On the Launching and Structure of Radiatively Driven Winds in Wolf-Rayet Stars

TL;DR

This paper investigates the structure and launching mechanisms of radiatively driven winds in Wolf-Rayet stars, revealing conditions for wind formation, the role of mass loss, and implications for stellar variability.

Contribution

It provides an analytical framework for understanding wind solutions in Wolf-Rayet stars, identifying the critical mass loss rate and the nature of stable wind solutions.

Findings

Weak-flow solutions resemble hydrostatic stars but fail to launch thick winds.

Strong, compact solutions are likely for Wolf-Rayet envelopes.

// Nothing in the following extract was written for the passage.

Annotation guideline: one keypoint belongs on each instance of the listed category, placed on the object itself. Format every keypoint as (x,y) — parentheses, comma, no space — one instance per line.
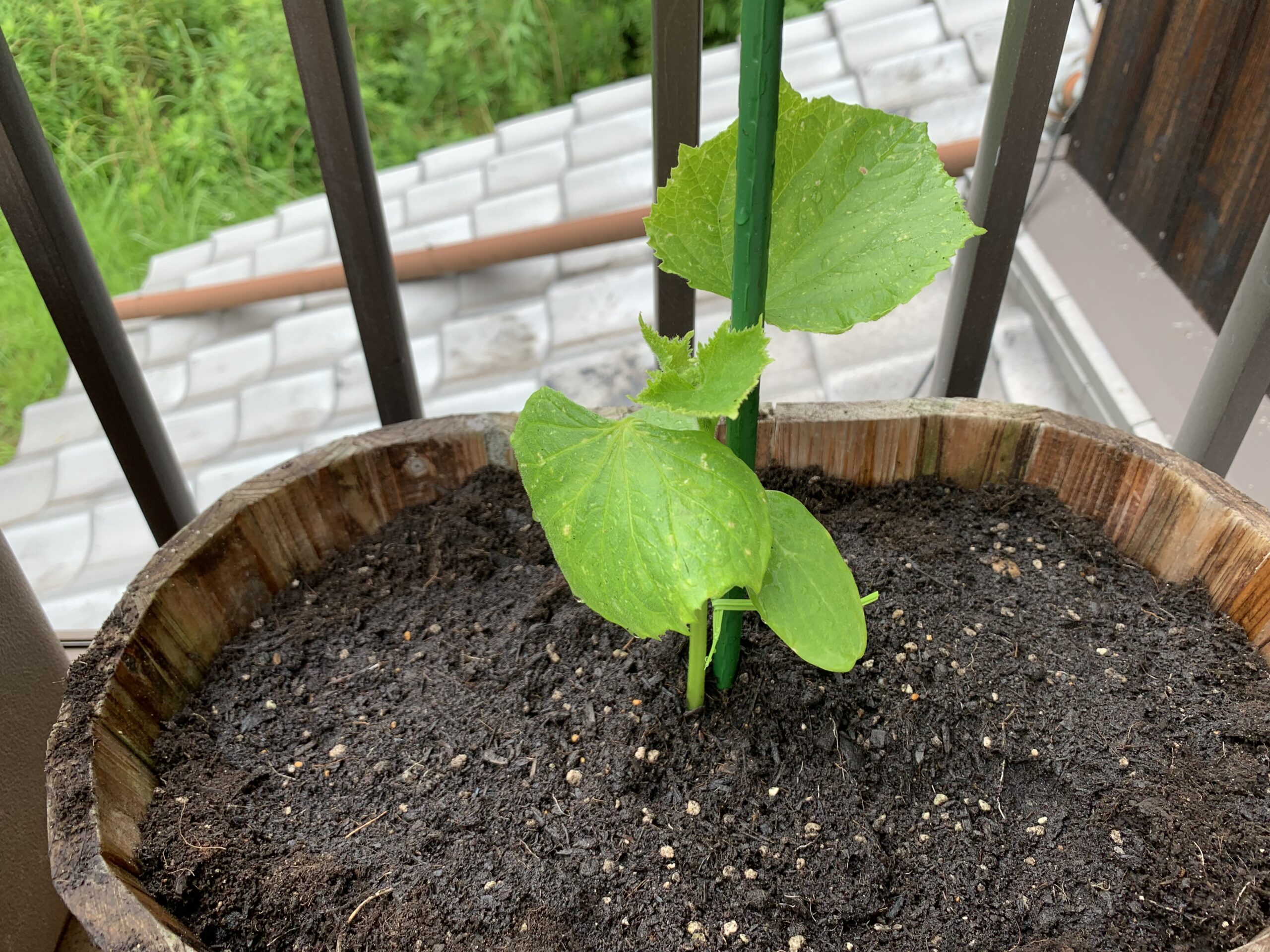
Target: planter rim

Convection is unlikely to cause variability; acoustic instabilities are a possible alternative.

Abstract

Hydrostatic models of Wolf-Rayet stars typically contain low-density outer envelopes that inflate the stellar radii by a factor of several and are capped by a denser shell of gas. Inflated envelopes and density inversions are hallmarks of envelopes that become super-Eddington as they cross the iron-group opacity peak, but these features disappear when mass loss is sufficiently rapid. We re-examine the structures of steady, spherically symmetric wind solutions that cross a sonic point at high optical depth, identifying the physical mechanism by which outflow affects the stellar structure, and provide an improved analytical estimate for the critical mass loss rate above which extended structures are erased. Weak-flow solutions below this limit resemble hydrostatic stars even in supersonic zones; however, we infer that these fail to successfully launch optically thick winds. Wolf-Rayet envelopes will therefore likely correspond to the strong, compact solutions. We also find that wind solutions with negligible gas pressure are stably stratified at and below the sonic point. This implies that convection is not the source of variability in Wolf-Rayet stars, as has been suggested; but, acoustic instabilities provide an alternative explanation. Our solutions are limited to high optical depths by our neglect of Doppler enhancements to the opacity, and do not account for acoustic instabilities at high Eddington factors; yet they provide useful insights into Wolf-Rayet stellar structures.